Licenses changed to CC-BY from the following GSDs:

Cilcat https://www.checklistbank.org/dataset/1113/about, Fada Rotifera https://www.checklistbank.org/dataset/1047/about, Globis https://www.checklistbank.org/dataset/1046/about, Mites GSD Phytoseiidae https://www.checklistbank.org/dataset/1070/about Mites GSD Tenuipalpidae https://www.checklistbank.org/dataset/1078/about PBI Plant Bug https://www.checklistbank.org/dataset/1171/about Phoronida https://www.checklistbank.org/dataset/1104/about Taxapad https://www.checklistbank.org/dataset/1068/about Tineidae https://www.checklistbank.org/dataset/1031/about Zoological-Botanical Database (Vespoidea) https://www.checklistbank.org/dataset/1037/about

Licenses changed in the UI of CLB, and metadata locked

olafbanki commented 1 year ago

CC-BY license added to the COL Checklist

olafbanki commented 1 year ago

Metadata of creators of the COL Checklist changed to also include: Diana Hernández, Camila Plata, Thomas Jeppesen, and Ari Örn; Dave Remsen removed.

COL Checklist 2023 dedicated to the memory of David Remsen

yroskov commented 1 year ago

PREVIEW release started 2023-06-27, 8:38 pm (server time) = 22.38 Leiden Finished as COL23, Catalogue of Life Checklist, Annual Checklist 2023, id 9910, 2023-06-27, 9:58 pm Deployed to the preview website 2023-06-27

@olafbanki, I have checked results of this release at https://preview.catalogueoflife.org.

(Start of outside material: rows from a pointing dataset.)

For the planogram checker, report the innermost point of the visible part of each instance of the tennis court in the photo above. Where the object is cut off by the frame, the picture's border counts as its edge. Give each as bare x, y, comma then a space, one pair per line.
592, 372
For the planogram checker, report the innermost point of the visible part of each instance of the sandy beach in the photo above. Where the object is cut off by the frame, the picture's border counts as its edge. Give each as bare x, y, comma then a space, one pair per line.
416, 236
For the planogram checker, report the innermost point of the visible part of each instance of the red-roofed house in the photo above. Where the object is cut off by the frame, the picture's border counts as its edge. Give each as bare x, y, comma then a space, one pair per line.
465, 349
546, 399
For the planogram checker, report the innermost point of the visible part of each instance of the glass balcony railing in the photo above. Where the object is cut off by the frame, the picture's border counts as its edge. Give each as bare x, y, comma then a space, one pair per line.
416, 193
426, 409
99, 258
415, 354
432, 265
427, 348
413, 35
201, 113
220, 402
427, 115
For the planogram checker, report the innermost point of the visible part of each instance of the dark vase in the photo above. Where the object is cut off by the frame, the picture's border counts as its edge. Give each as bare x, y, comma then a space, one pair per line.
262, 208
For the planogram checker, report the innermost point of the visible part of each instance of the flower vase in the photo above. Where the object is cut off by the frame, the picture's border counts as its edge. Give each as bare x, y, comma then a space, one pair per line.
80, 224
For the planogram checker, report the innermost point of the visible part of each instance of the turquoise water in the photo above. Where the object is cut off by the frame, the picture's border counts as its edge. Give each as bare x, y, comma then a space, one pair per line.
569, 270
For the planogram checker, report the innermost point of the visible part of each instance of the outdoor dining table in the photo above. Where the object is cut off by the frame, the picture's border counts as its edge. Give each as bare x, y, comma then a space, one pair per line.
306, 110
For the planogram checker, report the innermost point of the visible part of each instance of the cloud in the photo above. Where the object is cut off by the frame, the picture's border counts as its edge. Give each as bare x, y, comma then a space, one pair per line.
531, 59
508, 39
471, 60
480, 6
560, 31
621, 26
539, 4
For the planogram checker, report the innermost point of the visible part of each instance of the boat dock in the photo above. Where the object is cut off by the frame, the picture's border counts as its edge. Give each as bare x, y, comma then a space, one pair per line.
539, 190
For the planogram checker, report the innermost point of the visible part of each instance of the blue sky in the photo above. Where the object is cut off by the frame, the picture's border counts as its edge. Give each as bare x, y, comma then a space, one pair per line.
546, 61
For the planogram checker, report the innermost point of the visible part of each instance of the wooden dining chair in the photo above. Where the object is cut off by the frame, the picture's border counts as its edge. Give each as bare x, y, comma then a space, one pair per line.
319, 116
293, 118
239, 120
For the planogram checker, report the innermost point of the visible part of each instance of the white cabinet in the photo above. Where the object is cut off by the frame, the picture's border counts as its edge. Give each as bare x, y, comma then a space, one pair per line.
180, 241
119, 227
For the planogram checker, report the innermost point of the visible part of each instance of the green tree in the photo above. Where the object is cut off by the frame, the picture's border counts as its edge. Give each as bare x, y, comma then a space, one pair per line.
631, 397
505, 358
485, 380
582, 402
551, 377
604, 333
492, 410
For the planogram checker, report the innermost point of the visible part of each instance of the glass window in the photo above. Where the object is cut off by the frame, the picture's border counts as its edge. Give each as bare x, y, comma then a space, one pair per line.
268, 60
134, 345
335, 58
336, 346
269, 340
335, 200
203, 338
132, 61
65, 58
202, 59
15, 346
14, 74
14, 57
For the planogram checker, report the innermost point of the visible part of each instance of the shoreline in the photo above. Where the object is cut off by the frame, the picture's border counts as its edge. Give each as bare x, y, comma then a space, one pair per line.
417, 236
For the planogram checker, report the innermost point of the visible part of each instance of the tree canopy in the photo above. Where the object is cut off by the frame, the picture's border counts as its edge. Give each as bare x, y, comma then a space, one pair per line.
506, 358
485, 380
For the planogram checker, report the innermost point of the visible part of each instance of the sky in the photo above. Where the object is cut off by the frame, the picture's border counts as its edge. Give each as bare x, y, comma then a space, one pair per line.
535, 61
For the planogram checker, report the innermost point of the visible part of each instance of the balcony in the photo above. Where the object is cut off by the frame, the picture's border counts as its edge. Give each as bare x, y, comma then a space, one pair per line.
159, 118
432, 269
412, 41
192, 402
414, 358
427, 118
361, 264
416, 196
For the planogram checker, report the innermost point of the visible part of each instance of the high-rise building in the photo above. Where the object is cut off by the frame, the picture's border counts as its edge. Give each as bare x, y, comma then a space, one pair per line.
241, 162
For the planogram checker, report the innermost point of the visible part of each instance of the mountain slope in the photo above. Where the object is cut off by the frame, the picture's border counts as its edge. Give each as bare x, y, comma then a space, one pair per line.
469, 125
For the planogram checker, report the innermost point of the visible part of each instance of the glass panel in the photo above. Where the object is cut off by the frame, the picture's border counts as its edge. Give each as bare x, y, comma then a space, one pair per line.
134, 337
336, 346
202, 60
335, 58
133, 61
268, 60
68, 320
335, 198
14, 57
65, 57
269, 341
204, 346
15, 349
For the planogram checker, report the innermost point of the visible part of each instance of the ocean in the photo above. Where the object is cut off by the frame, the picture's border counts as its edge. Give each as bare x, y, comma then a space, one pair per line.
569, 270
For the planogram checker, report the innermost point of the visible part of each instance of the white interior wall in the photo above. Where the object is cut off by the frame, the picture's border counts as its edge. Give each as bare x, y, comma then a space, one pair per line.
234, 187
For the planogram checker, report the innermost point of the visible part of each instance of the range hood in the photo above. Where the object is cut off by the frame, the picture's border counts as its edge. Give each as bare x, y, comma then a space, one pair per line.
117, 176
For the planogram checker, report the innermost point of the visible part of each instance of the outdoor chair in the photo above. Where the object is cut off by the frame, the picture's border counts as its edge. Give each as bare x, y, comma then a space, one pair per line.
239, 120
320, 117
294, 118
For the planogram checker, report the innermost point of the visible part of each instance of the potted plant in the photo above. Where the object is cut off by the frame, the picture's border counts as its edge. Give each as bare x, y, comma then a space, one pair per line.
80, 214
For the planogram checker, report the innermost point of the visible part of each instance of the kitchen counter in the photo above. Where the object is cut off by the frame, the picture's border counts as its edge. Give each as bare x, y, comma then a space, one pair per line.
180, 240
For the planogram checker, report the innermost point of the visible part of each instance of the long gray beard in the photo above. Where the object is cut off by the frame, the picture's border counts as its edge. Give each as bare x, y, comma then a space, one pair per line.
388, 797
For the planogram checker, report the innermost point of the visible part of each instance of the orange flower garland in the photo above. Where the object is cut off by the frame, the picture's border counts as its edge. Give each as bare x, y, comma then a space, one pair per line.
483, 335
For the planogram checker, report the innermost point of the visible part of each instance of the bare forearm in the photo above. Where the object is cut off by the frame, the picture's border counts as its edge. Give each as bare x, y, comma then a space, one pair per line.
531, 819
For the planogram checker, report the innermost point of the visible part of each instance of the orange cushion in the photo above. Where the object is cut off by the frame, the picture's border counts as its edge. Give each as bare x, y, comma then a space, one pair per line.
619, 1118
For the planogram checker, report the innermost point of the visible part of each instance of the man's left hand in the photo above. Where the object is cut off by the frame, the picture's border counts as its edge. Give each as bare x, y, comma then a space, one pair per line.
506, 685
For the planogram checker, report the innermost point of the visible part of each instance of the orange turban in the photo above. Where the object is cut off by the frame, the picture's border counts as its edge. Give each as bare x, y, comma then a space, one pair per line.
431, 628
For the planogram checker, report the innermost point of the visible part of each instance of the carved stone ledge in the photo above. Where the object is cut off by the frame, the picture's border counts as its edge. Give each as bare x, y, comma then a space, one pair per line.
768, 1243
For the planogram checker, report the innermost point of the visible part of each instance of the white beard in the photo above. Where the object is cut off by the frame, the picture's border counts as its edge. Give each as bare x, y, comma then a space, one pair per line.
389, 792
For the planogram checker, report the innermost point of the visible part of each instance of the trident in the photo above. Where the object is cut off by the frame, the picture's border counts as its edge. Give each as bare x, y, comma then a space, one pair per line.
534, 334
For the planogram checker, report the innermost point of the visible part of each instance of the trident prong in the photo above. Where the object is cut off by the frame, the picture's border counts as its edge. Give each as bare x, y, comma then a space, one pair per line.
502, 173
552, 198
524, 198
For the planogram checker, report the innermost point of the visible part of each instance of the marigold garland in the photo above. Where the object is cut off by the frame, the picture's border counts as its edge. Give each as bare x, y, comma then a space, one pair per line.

The checklist content is fine and consistent with few previous drafts. Adjustments to AC23 metadata are in place. AC23 is ready to be published on the portal.

olafbanki commented 1 year ago

@yroskov I have made an accompanying blog post and that also looks good in preview. I will now proceed with the publication of AC 2023.

olafbanki commented 1 year ago

The AC2023 is published.